Alman makamlarını geren nedenlerden biri de Erdoğan’ın ziyareti nedeniyle Berlin’de yaşayan Türk ve Müslüman toplulukların Filistin’e destek için bir araya gelme olasılığı. Almanya’da 7 Ekim’den bu yana birçok protesto gösterisi düzenlenmiş ve Alman makamlarının gösterilere yaklaşımı eleştirilmişti. Erdoğan’ın ziyareti sırasında Alman kolluk güçlerinin yoğun güvenlik önlemleri alması bekleniyor.
Almanya’daki temasların diğer önemli gündem maddesi, Türkiye-AB ilişkileri olacak. AB'nin 8 Kasım’da açıkladığı genişleme raporu, Türkiye’nin birliğe üyelikten giderek daha da uzaklaştığını kayda geçirmişti.
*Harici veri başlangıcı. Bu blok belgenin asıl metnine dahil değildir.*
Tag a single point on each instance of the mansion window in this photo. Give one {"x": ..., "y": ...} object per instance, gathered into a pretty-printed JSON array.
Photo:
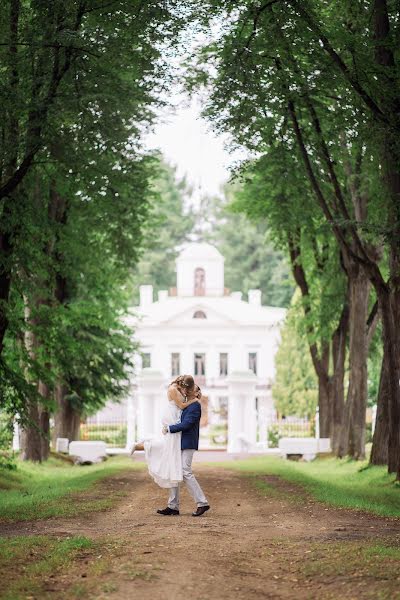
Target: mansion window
[
  {"x": 199, "y": 314},
  {"x": 146, "y": 360},
  {"x": 253, "y": 362},
  {"x": 175, "y": 364},
  {"x": 199, "y": 282},
  {"x": 199, "y": 364},
  {"x": 223, "y": 364}
]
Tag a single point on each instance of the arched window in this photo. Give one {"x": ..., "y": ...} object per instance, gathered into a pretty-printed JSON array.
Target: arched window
[
  {"x": 199, "y": 282},
  {"x": 199, "y": 314}
]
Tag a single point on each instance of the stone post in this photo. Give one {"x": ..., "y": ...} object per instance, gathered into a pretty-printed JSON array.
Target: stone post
[
  {"x": 242, "y": 414},
  {"x": 151, "y": 395}
]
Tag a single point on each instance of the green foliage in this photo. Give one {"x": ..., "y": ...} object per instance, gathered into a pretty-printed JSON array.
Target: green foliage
[
  {"x": 81, "y": 83},
  {"x": 295, "y": 390},
  {"x": 43, "y": 491},
  {"x": 251, "y": 259},
  {"x": 27, "y": 561},
  {"x": 335, "y": 482},
  {"x": 169, "y": 226}
]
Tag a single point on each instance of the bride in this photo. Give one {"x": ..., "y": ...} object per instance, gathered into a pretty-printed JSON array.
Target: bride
[{"x": 163, "y": 454}]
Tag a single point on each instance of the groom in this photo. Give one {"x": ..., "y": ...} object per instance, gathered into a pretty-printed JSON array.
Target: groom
[{"x": 189, "y": 426}]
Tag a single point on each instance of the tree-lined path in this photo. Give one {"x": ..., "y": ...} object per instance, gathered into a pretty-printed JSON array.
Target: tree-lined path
[{"x": 274, "y": 543}]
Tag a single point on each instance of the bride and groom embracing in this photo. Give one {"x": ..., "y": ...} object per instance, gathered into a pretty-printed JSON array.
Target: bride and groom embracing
[{"x": 169, "y": 458}]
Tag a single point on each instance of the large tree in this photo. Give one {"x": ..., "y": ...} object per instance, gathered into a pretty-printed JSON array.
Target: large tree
[{"x": 331, "y": 91}]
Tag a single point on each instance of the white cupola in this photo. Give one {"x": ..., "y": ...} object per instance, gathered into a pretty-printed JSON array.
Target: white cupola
[{"x": 200, "y": 271}]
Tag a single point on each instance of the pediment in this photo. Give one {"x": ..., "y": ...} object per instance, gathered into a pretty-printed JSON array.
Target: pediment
[{"x": 186, "y": 317}]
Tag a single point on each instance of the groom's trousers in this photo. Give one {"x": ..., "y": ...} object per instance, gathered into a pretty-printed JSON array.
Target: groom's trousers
[{"x": 191, "y": 482}]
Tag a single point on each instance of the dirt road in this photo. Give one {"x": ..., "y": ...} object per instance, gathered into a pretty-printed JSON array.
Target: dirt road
[{"x": 273, "y": 543}]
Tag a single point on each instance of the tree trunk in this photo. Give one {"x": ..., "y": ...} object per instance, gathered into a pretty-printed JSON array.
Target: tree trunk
[
  {"x": 391, "y": 347},
  {"x": 5, "y": 284},
  {"x": 379, "y": 452},
  {"x": 67, "y": 418},
  {"x": 325, "y": 394},
  {"x": 339, "y": 358},
  {"x": 31, "y": 439},
  {"x": 44, "y": 421},
  {"x": 352, "y": 437}
]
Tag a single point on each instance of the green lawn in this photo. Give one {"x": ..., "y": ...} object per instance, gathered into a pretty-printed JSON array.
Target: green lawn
[
  {"x": 343, "y": 483},
  {"x": 36, "y": 491},
  {"x": 27, "y": 562}
]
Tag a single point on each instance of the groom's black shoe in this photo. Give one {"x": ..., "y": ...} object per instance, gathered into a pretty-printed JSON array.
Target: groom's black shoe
[
  {"x": 200, "y": 511},
  {"x": 168, "y": 511}
]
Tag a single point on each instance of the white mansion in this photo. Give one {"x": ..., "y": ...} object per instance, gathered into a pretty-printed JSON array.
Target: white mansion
[{"x": 227, "y": 343}]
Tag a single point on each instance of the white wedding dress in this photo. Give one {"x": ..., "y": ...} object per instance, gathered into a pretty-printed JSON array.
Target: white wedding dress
[{"x": 163, "y": 454}]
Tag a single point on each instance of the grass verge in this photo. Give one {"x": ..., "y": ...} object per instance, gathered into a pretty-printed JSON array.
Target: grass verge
[
  {"x": 28, "y": 564},
  {"x": 343, "y": 569},
  {"x": 56, "y": 488},
  {"x": 347, "y": 484}
]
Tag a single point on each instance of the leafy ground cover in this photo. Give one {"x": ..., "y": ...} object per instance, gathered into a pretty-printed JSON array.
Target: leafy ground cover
[
  {"x": 54, "y": 488},
  {"x": 346, "y": 484},
  {"x": 26, "y": 562}
]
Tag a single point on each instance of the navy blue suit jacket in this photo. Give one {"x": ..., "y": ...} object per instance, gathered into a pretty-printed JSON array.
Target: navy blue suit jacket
[{"x": 190, "y": 426}]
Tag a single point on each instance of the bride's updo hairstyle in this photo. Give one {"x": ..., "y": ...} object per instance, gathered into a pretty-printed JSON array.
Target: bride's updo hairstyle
[{"x": 187, "y": 383}]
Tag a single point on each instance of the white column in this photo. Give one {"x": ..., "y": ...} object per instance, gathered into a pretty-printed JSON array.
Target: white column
[
  {"x": 151, "y": 394},
  {"x": 16, "y": 443},
  {"x": 130, "y": 420},
  {"x": 242, "y": 414}
]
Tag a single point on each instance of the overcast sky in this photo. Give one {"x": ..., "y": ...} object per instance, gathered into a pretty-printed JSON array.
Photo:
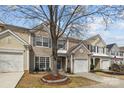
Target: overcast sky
[{"x": 114, "y": 33}]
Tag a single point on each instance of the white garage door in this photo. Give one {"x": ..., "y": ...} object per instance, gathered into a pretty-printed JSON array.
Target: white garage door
[
  {"x": 105, "y": 64},
  {"x": 11, "y": 62},
  {"x": 80, "y": 66}
]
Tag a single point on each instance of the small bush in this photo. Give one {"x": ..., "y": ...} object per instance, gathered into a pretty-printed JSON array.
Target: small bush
[{"x": 115, "y": 67}]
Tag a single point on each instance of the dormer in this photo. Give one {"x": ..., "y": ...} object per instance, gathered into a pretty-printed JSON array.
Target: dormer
[{"x": 1, "y": 27}]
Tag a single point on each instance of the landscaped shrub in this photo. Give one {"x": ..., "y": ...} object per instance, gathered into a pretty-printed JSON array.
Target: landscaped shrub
[
  {"x": 115, "y": 67},
  {"x": 92, "y": 67}
]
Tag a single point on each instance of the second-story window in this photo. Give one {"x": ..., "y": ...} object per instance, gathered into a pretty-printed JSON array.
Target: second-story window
[
  {"x": 61, "y": 44},
  {"x": 45, "y": 42},
  {"x": 93, "y": 48},
  {"x": 38, "y": 41}
]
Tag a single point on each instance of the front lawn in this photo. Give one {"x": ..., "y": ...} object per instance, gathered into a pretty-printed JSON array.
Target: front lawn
[
  {"x": 33, "y": 81},
  {"x": 110, "y": 75}
]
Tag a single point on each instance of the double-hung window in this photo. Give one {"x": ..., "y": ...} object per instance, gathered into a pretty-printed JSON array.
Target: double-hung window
[
  {"x": 45, "y": 42},
  {"x": 42, "y": 63},
  {"x": 61, "y": 44},
  {"x": 38, "y": 41}
]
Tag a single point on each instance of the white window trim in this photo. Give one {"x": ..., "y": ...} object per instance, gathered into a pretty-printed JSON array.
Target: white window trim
[
  {"x": 42, "y": 42},
  {"x": 39, "y": 61}
]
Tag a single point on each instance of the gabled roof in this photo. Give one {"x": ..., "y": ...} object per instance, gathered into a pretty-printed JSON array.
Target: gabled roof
[
  {"x": 93, "y": 38},
  {"x": 14, "y": 28},
  {"x": 73, "y": 49},
  {"x": 16, "y": 36},
  {"x": 121, "y": 48},
  {"x": 110, "y": 46}
]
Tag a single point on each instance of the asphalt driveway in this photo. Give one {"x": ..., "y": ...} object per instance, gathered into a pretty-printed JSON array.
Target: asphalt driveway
[
  {"x": 106, "y": 82},
  {"x": 10, "y": 80}
]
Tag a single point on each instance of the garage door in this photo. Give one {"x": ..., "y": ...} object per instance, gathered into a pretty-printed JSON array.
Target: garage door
[
  {"x": 80, "y": 66},
  {"x": 105, "y": 64},
  {"x": 11, "y": 62}
]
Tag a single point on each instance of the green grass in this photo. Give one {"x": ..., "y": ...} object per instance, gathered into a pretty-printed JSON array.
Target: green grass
[{"x": 33, "y": 81}]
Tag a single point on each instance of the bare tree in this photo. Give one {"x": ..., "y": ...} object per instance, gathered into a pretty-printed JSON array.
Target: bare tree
[{"x": 64, "y": 20}]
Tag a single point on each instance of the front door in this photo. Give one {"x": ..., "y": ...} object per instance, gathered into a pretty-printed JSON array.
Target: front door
[{"x": 59, "y": 63}]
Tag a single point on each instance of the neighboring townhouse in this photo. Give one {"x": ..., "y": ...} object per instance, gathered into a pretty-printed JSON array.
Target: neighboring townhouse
[
  {"x": 115, "y": 53},
  {"x": 71, "y": 53},
  {"x": 99, "y": 58},
  {"x": 24, "y": 49},
  {"x": 14, "y": 48}
]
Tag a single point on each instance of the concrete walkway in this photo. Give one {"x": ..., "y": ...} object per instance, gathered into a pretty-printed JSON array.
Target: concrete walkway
[
  {"x": 105, "y": 82},
  {"x": 10, "y": 80}
]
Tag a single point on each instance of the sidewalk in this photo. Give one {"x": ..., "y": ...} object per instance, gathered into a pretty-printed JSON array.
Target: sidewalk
[{"x": 106, "y": 82}]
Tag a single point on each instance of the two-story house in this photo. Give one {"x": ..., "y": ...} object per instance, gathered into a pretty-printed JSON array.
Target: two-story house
[
  {"x": 27, "y": 49},
  {"x": 99, "y": 57},
  {"x": 115, "y": 53}
]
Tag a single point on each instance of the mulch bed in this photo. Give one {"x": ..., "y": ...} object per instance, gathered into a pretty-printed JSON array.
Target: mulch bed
[{"x": 54, "y": 78}]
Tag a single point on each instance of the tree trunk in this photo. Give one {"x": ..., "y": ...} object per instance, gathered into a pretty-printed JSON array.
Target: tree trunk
[{"x": 54, "y": 57}]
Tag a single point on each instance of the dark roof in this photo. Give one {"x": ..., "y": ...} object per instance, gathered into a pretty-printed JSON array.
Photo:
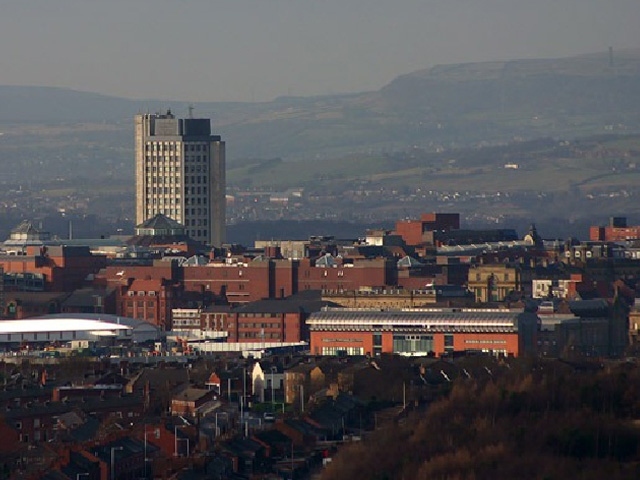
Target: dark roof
[
  {"x": 85, "y": 297},
  {"x": 596, "y": 307},
  {"x": 284, "y": 305},
  {"x": 25, "y": 227},
  {"x": 161, "y": 222}
]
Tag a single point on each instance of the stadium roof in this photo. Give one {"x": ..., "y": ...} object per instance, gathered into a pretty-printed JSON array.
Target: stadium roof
[{"x": 60, "y": 324}]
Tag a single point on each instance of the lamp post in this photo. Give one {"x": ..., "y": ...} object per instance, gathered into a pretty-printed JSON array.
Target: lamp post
[
  {"x": 175, "y": 433},
  {"x": 217, "y": 428},
  {"x": 273, "y": 369},
  {"x": 146, "y": 459},
  {"x": 113, "y": 450}
]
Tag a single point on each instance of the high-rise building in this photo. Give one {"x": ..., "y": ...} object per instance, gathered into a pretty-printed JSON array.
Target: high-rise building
[{"x": 180, "y": 173}]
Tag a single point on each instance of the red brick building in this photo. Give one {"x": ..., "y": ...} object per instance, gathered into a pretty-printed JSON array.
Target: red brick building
[
  {"x": 616, "y": 231},
  {"x": 52, "y": 269},
  {"x": 150, "y": 300},
  {"x": 435, "y": 331},
  {"x": 412, "y": 231}
]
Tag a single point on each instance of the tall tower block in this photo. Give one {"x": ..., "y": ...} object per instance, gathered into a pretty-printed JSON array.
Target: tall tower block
[{"x": 180, "y": 172}]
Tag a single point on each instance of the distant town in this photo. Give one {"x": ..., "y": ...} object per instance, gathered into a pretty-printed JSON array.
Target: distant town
[{"x": 175, "y": 354}]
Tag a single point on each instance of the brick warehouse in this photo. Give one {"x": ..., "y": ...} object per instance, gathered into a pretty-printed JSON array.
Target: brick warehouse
[{"x": 436, "y": 331}]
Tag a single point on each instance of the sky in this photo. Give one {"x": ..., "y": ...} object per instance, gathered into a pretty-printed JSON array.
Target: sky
[{"x": 257, "y": 50}]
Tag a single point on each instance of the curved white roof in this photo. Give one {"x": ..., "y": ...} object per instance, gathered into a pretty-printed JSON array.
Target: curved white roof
[{"x": 60, "y": 324}]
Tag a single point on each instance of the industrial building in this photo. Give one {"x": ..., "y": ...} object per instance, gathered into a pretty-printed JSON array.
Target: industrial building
[{"x": 423, "y": 331}]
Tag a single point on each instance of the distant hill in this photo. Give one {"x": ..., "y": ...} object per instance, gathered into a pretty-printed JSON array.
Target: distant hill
[{"x": 447, "y": 105}]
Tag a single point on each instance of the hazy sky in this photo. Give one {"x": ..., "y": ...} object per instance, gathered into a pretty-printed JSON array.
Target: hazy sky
[{"x": 226, "y": 50}]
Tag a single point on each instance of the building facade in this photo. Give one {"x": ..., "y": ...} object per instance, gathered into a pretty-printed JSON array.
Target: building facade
[
  {"x": 180, "y": 173},
  {"x": 429, "y": 331}
]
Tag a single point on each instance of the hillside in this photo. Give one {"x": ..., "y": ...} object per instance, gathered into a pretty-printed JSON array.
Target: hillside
[{"x": 447, "y": 105}]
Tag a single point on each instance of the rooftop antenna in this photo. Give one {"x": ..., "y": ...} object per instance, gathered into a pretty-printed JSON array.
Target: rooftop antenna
[{"x": 610, "y": 57}]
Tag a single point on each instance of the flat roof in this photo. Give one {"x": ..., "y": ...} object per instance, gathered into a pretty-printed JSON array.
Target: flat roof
[{"x": 60, "y": 324}]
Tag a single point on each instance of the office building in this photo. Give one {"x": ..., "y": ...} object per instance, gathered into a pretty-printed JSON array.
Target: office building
[{"x": 180, "y": 173}]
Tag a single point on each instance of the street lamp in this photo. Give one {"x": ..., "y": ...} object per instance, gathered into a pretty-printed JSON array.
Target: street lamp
[
  {"x": 217, "y": 429},
  {"x": 157, "y": 435},
  {"x": 273, "y": 369},
  {"x": 175, "y": 451},
  {"x": 113, "y": 473}
]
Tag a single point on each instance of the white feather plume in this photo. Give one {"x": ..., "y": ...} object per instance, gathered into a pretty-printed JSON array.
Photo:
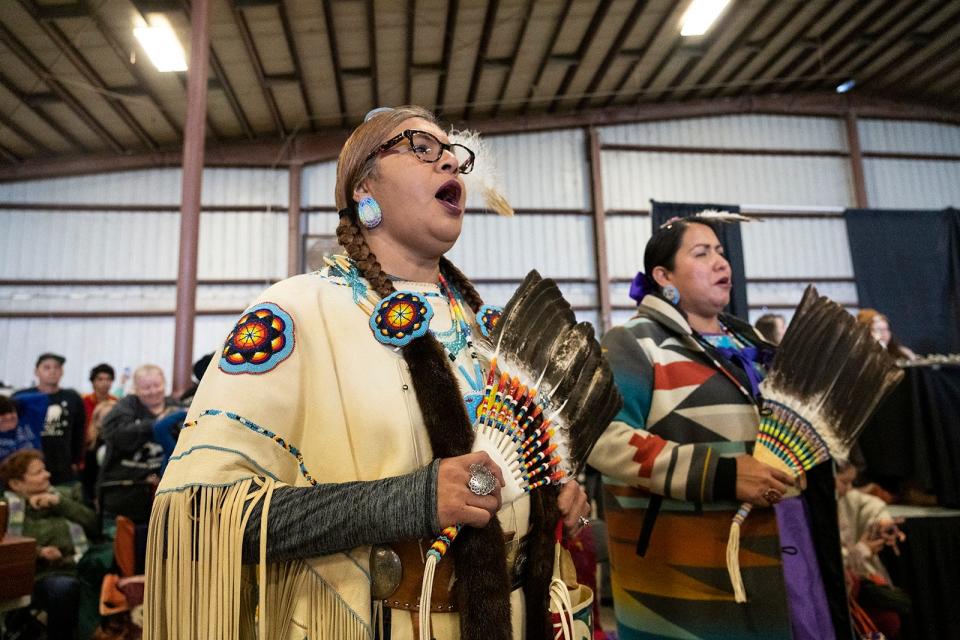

Ukrayna, Moldova ve Bosna-Hersek ile katılım müzakerelerine başlama kararını almaya hazırlanan AB, Türkiye ile ilişkilerin nasıl olacağı konusunda da çalışma yürütüyor. Erdoğan-Scholz görüşmesi, AB'nin yürütme organı Avrupa Komisyonu’nun bu konuda hazırlayacağı raporu açıklamasından önce gerçekleşmesi açısından önemli.
Erdoğan’ın Alman makamlarına Türkiye ile AB arasındaki üst düzey temasların yeniden başlatılması, vize serbestisi ve gümrük birliğinin güncellenmesi yönündeki taleplerini aktarması öngörülüyor. AB’nin eğer uzlaşma sağlanması durumunda vize serbestisi yerine vize kolaylığı yolunda adım atması beklentiler arasında.
Almanya açısından ise Türkiye’de son yıllarda insan hakları ve demokratik değerlerde görülen gerileme, Kıbrıs sorununda çözüm yönünde bir ilerleme olmaması gibi nedenler katılım müzakerelerinin fiilen sonlanmasının ana nedenleri. Türkiye’nin Avrupa İnsan Hakları Mahkemesi (AİHM) kararlarına uymaması, iş insanı Osman Kavala ve eski Halkların Demokratik Partisi (HDP) Eş Genel Başkanı Selahattin Demirtaş’ın serbest bırakılmaması gibi konularda Avrupa içinde en çok Almanya tarafından takip edilen konular arasında görülüyor.
Almanya göç konusuna ağırlık veriyor
Almanya açısından önemli olan konuların başında ise Türkiye ile AB arasında 2016’dan bu yana sürdürülen yasa dışı göç konusundaki işbirliğinin devamı geliyor. Mevcut anlaşmanın devam ettirilmesinden yana olan Almanya, Ankara ile yapılacak müzakereler sonucunda anlaşma içeriğinin yenilenmesini de istiyor.
Scholz, hafta başında yaptığı açıklamada, “Türkiye çok fazla sayıda mülteciyi kendi ülkesine kabul etti ve biz de bunun böyle kalabilmesi için onlara destek oluyoruz. Elbette bu sayede Avrupa ülkelerine göç olmaması umuduyla...” dedi. .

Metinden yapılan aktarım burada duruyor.